I honestly believe I have a disease: cooking baking disease.
I CANNOT STOP.
I DO have an addictive personality, in every, way, shape, or form. I like my habits, my rituals, and my routines.
But this disease is none of those – it’s a compulsion to bake.
I just want to bake every.single.day. And, cookies seem to sit at the top of the list to fit my baking needs and fulfill my desires.
Today: Vegan Gluten-Free Caramelized Walnut Chocolate Chunk Cookies
Vegan Gluten Free Caramelized Walnut Chocolate Chunk Cookies
8 Tbs. vegan, plant based butter, room temperature
1 1/2 cups walnut butter
3 large eggs OR vegan egg replacer
1 cup cane sugar
1/2 cup brown sugar
1 tsp. vanilla extract
1 tsp. baking soda
1 tsp. baking powder
1/2 tsp. sea salt
2 1/2 cups Pamela’s Artisan Gluten Free Flour
2 cups Caramelized Walnuts*
1 1/2 cups vegan dark chocolate chunks
Preheat the oven to 365 degrees.
Cream together the butters, eggs (replacers), sugars, vanilla, baking soda and powder, and sea salt until light and fluffy.

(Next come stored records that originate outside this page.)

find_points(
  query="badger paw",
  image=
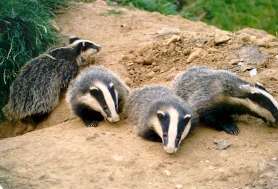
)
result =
(92, 124)
(230, 128)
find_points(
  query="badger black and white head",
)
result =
(159, 115)
(85, 47)
(97, 94)
(216, 95)
(37, 89)
(261, 102)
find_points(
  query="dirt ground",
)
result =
(145, 48)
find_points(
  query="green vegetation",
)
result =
(25, 32)
(226, 14)
(235, 14)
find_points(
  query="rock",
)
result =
(251, 55)
(168, 30)
(117, 157)
(150, 74)
(167, 172)
(173, 39)
(253, 72)
(221, 38)
(222, 144)
(139, 60)
(178, 186)
(197, 52)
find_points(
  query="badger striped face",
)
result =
(103, 98)
(262, 102)
(172, 126)
(84, 47)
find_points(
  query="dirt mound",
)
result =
(160, 60)
(148, 48)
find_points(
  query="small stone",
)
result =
(139, 60)
(167, 172)
(173, 39)
(222, 144)
(168, 30)
(150, 74)
(234, 61)
(147, 61)
(156, 69)
(118, 157)
(253, 72)
(197, 52)
(179, 186)
(220, 38)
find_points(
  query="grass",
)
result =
(235, 14)
(25, 32)
(226, 14)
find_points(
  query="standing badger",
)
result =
(216, 95)
(36, 90)
(97, 93)
(159, 115)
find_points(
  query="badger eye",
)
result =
(160, 115)
(93, 90)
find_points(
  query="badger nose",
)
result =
(170, 150)
(113, 119)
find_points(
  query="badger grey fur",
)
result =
(216, 95)
(159, 115)
(89, 94)
(36, 90)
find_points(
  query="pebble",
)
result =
(173, 39)
(167, 172)
(118, 157)
(220, 38)
(179, 186)
(197, 52)
(222, 144)
(253, 72)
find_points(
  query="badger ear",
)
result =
(186, 118)
(111, 84)
(160, 114)
(93, 88)
(260, 86)
(73, 39)
(247, 88)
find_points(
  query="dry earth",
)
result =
(149, 48)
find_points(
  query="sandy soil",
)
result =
(149, 48)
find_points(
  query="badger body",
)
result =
(36, 90)
(159, 115)
(217, 95)
(97, 94)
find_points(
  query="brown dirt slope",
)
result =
(149, 48)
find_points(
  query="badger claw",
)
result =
(92, 124)
(230, 128)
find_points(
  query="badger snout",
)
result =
(113, 119)
(170, 150)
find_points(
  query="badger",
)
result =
(36, 90)
(97, 94)
(217, 96)
(159, 115)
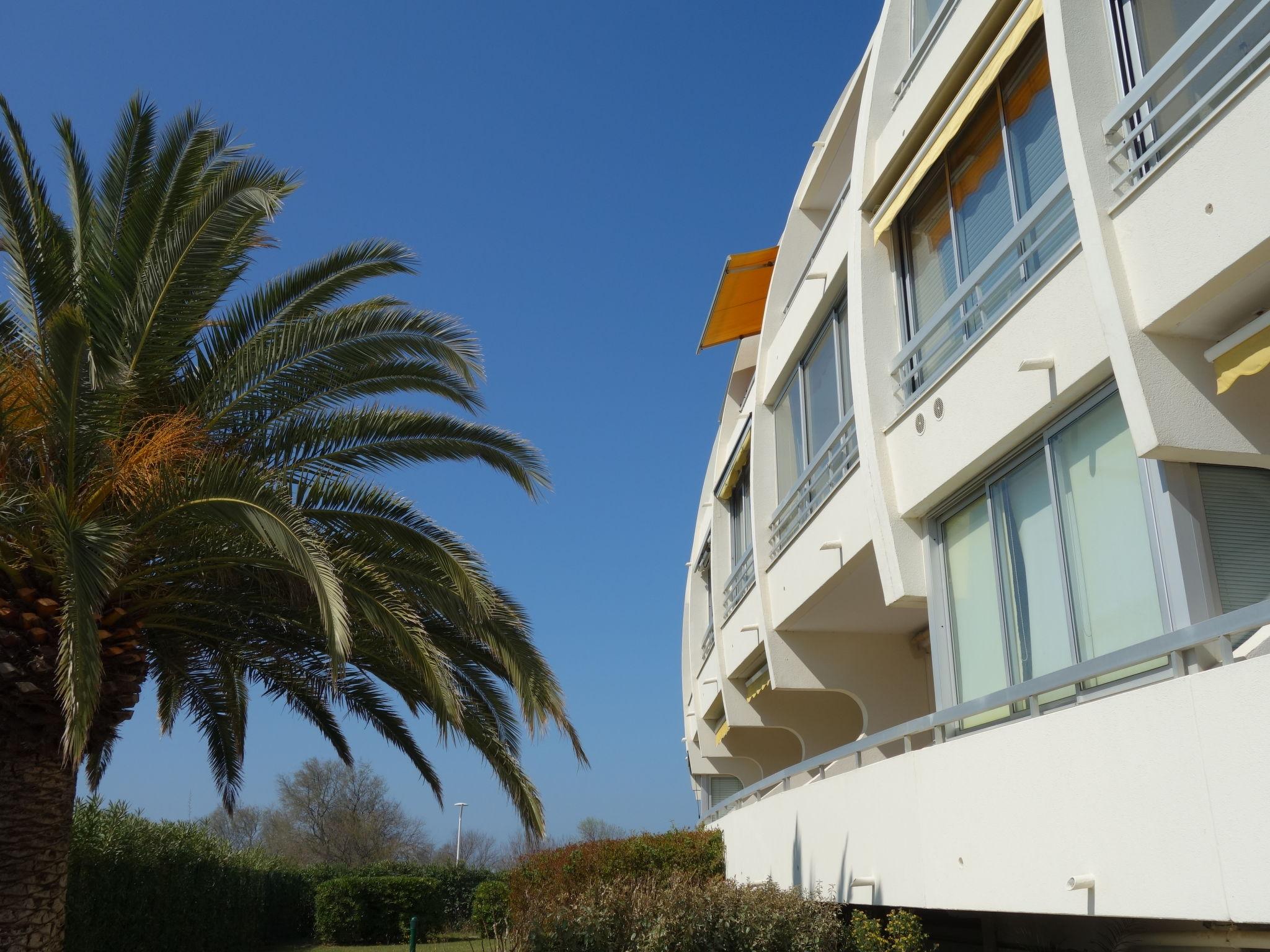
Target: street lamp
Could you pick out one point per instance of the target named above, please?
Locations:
(459, 839)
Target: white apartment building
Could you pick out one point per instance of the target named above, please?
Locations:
(974, 606)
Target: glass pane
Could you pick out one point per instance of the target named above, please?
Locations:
(974, 616)
(981, 190)
(1158, 24)
(923, 13)
(789, 438)
(821, 376)
(848, 402)
(1110, 570)
(1032, 571)
(931, 266)
(1036, 152)
(738, 505)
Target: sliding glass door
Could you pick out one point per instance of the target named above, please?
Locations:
(1050, 562)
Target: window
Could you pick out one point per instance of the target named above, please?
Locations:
(703, 569)
(815, 439)
(1049, 563)
(925, 13)
(959, 270)
(818, 394)
(1237, 512)
(1194, 69)
(719, 788)
(738, 511)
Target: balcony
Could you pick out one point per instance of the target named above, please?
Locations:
(825, 259)
(739, 583)
(1221, 55)
(1000, 819)
(1215, 635)
(1033, 247)
(826, 472)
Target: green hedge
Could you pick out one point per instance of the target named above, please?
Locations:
(681, 912)
(136, 885)
(693, 853)
(378, 909)
(491, 907)
(456, 883)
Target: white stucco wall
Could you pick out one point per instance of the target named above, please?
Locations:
(1160, 794)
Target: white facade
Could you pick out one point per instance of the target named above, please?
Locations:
(975, 461)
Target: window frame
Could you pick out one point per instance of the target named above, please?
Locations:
(833, 323)
(901, 230)
(741, 494)
(944, 648)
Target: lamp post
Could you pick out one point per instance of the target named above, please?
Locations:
(459, 839)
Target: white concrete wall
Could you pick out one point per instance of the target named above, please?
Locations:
(1158, 792)
(1155, 791)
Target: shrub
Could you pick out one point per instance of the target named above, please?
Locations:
(138, 885)
(491, 907)
(681, 912)
(376, 909)
(695, 855)
(904, 932)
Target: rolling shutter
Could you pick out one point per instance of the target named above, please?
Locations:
(722, 788)
(1237, 507)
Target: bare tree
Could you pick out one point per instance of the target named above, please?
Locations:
(332, 813)
(244, 829)
(592, 828)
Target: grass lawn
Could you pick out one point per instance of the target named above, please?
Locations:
(446, 943)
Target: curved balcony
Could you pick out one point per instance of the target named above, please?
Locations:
(826, 472)
(1000, 819)
(739, 583)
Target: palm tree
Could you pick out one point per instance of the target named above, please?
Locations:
(189, 496)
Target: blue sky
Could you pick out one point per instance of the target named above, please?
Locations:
(572, 177)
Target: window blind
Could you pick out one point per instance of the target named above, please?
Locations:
(722, 788)
(1237, 506)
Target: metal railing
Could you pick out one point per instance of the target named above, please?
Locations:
(817, 484)
(739, 583)
(1039, 240)
(1142, 128)
(1219, 632)
(819, 242)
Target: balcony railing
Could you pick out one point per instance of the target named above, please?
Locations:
(739, 583)
(1220, 633)
(1171, 100)
(818, 483)
(1038, 242)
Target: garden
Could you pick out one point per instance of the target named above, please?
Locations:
(139, 885)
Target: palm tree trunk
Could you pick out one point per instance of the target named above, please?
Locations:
(37, 798)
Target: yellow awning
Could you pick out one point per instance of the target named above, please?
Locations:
(1245, 358)
(1008, 42)
(755, 687)
(738, 306)
(732, 475)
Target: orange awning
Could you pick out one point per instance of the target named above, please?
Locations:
(738, 306)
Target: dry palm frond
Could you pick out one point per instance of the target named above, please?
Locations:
(151, 450)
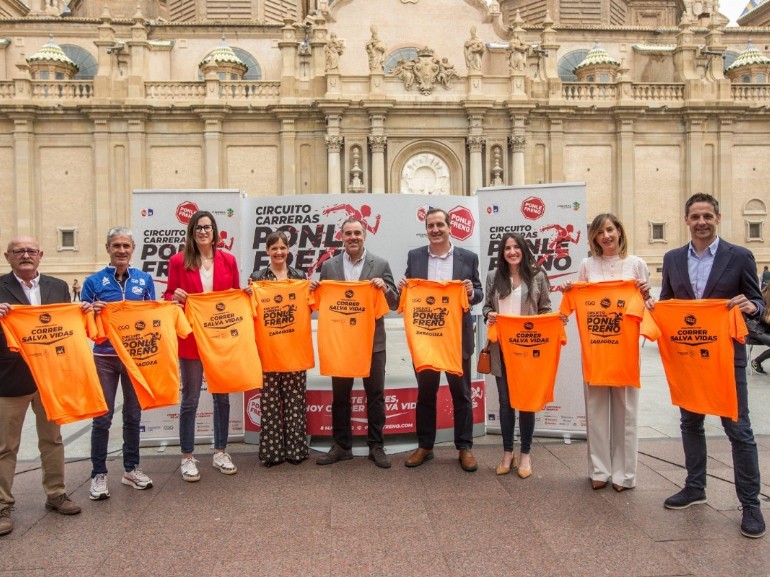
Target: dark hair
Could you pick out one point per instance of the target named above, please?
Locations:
(351, 220)
(434, 210)
(274, 237)
(527, 269)
(192, 256)
(596, 227)
(701, 197)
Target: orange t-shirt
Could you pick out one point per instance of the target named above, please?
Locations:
(223, 325)
(433, 318)
(695, 339)
(347, 311)
(608, 315)
(53, 340)
(147, 331)
(282, 324)
(531, 348)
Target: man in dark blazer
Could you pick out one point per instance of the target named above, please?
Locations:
(353, 264)
(24, 285)
(441, 260)
(709, 267)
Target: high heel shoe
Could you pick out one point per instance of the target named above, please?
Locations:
(501, 469)
(524, 472)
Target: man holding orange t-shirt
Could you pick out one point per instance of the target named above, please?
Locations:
(709, 267)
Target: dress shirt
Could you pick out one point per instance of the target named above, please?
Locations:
(440, 267)
(353, 269)
(31, 292)
(699, 267)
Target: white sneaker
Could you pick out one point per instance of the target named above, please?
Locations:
(99, 489)
(224, 463)
(189, 470)
(136, 479)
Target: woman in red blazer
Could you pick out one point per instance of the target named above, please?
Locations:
(200, 268)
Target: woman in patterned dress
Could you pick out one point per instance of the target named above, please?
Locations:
(283, 404)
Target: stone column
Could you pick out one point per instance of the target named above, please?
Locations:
(212, 139)
(334, 176)
(476, 169)
(723, 187)
(23, 147)
(625, 175)
(377, 144)
(288, 156)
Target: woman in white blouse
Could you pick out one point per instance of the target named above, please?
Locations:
(516, 287)
(611, 412)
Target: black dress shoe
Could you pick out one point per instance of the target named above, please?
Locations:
(377, 454)
(336, 453)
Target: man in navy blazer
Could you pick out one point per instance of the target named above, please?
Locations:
(353, 264)
(24, 285)
(441, 260)
(709, 267)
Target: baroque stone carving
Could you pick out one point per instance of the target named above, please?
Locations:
(333, 49)
(425, 72)
(377, 142)
(333, 142)
(375, 50)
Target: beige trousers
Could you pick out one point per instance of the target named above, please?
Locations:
(13, 410)
(613, 438)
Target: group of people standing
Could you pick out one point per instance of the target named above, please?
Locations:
(516, 287)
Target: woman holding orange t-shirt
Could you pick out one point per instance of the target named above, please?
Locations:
(201, 267)
(611, 412)
(283, 401)
(516, 287)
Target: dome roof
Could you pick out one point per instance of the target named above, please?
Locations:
(223, 54)
(52, 52)
(748, 57)
(597, 56)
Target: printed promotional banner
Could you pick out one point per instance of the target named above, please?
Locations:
(551, 218)
(159, 221)
(394, 224)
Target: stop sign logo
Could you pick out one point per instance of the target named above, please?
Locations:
(533, 208)
(185, 211)
(461, 223)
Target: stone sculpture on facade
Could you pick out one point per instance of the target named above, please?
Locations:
(474, 51)
(425, 71)
(518, 50)
(333, 49)
(375, 49)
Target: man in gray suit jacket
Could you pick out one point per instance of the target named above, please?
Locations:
(24, 285)
(441, 260)
(353, 264)
(709, 267)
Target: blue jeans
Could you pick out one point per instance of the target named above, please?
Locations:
(508, 416)
(745, 460)
(192, 381)
(111, 371)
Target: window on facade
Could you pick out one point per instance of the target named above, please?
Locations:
(754, 231)
(67, 239)
(657, 232)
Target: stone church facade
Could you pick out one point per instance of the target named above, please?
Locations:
(647, 101)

Add the gluten-free flour 1/2 cup at a time until well combined.
Fold in both the nuts and chocolate.
Using a melon baller or cookie scoop, plop 1″ balls on parchment lined baking sheets. Flatten mounds with the back of a juice glass.
Bake for about 18 minutes, until golden brown.
*Caramelized Walnuts:
2 cups walnut halves/pieces
1/2 cup granulated sugar
2 Tbs. butter
Combine all ingredients in a medium skillet.
Heat over medium heat for 5 minutes, stirring frequently. When the sugar mixture begins to melt, stir constantly until all sugar is melted and nuts are coated.
Transfer to parchment paper, spreading out the nuts so they do not overlap. Cool and let the caramelization harden for about 20-25 minutes.